Isolated technologies and products create gaps, impair visibility, drain budget, and leave incident responders scrambling to react to targeted attacks. IT security teams are currently facing data overload, blinding them from the alerts and activity that matter. In fact, Gartner estimates the volume of data analysed by information security organisations will double every year through to 2016. Subsequently, organisations are demanding better information and guidance to help keep their systems, data and reputation secure and they are looking for trusted partners to help.

Connecting the dots

Hackers undoubtedly leave footprints inside the IT architecture, and this information is available, but only in the individual, isolated silos of security products. The key is to integrate across silos to see the big picture and respond in real time. ‘How do we do this?’ is the question customers are looking to their channel partners to answer and the resounding response needs to be with ‘a connected architecture’.

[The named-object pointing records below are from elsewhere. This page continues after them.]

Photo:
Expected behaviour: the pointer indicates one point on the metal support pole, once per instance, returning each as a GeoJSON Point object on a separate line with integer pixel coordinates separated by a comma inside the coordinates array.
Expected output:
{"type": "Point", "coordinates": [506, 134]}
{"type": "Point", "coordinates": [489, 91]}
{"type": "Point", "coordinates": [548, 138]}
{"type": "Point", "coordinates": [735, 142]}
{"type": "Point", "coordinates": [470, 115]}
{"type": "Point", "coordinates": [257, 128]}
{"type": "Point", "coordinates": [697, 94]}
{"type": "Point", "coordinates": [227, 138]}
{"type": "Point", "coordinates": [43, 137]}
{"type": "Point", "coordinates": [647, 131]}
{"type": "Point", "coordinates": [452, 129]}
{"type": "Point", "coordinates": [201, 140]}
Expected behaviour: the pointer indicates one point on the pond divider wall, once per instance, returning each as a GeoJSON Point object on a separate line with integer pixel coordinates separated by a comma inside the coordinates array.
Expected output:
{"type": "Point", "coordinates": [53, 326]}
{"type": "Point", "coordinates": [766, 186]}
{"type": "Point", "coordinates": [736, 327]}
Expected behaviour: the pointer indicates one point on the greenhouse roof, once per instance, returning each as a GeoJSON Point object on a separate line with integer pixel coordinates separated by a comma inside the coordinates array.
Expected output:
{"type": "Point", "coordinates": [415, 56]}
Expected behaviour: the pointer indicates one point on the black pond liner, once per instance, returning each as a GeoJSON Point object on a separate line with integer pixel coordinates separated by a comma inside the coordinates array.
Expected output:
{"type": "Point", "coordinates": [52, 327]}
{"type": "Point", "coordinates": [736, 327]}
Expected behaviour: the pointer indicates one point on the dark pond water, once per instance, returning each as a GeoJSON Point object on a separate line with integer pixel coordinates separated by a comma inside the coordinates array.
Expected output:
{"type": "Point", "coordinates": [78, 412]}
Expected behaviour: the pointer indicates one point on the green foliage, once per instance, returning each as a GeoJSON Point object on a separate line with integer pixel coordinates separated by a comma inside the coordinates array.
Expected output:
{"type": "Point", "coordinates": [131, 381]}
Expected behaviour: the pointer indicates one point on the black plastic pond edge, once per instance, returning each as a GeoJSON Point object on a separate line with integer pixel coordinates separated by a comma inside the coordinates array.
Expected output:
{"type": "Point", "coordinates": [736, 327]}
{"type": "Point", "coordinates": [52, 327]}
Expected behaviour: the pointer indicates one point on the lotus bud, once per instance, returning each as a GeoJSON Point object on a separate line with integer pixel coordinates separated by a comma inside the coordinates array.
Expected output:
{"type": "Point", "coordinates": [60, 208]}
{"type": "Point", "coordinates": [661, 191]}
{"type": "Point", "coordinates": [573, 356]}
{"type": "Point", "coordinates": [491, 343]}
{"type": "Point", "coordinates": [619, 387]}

In a connected architecture, the solutions all work together to provide collaborative and proactive security for the environment. Alerts of intrusion can be consolidated as security products talk to each other and consequently, relevant events boil to the top, information turns into intelligence and IT security teams can make more informed decision on next steps to thwart the potential threats. Threat information can be shared dynamically between security products allowing the architecture to learn from attacks and automatically get stronger every time it’s attacked. Being armed with the technology to be able to detect signs and prevent an attack early on, rather than just searching for indicators of a breach post-attack is invaluable to an organisation. This is a significant part of the transition from being reactive to proactive and adaptive – using real-time intelligence to shrink the detection gap from days/weeks/months to seconds.

Where channel partners can add value is by guiding their customers on this journey from an architecture crafted on point products to a much more integrated one. The aim is to move away from silos and leapfrog the ‘layered tools’ experience, where the tools aren’t really talking to each other, straight to a connected architecture. Only then will an organisation’s security posture be stronger and the customer will be able to know what is happening in their architecture right now. Channel partners need to help plan that journey, offering consultancy and training on new technology. By working strategically with customers, partners can also reassure their customers that the security is aligned to their business needs and ultimately, make them more agile in responding to threats.

A sustainable design for the future

Just as attacks have evolved over time, so too has the need for connected security solutions in organisations to combat the more advanced threat landscape. Whilst this may not have been a priority in the past, today being connected has never been more important for businesses to discover and fight new cyber-attacks.

Therefore, security design thinking needs to shift from a tick-box approach to one that enables success by embedding cyber security and risk management into the very DNA of the business. Only then will organisations be one step ahead of the cyber criminals.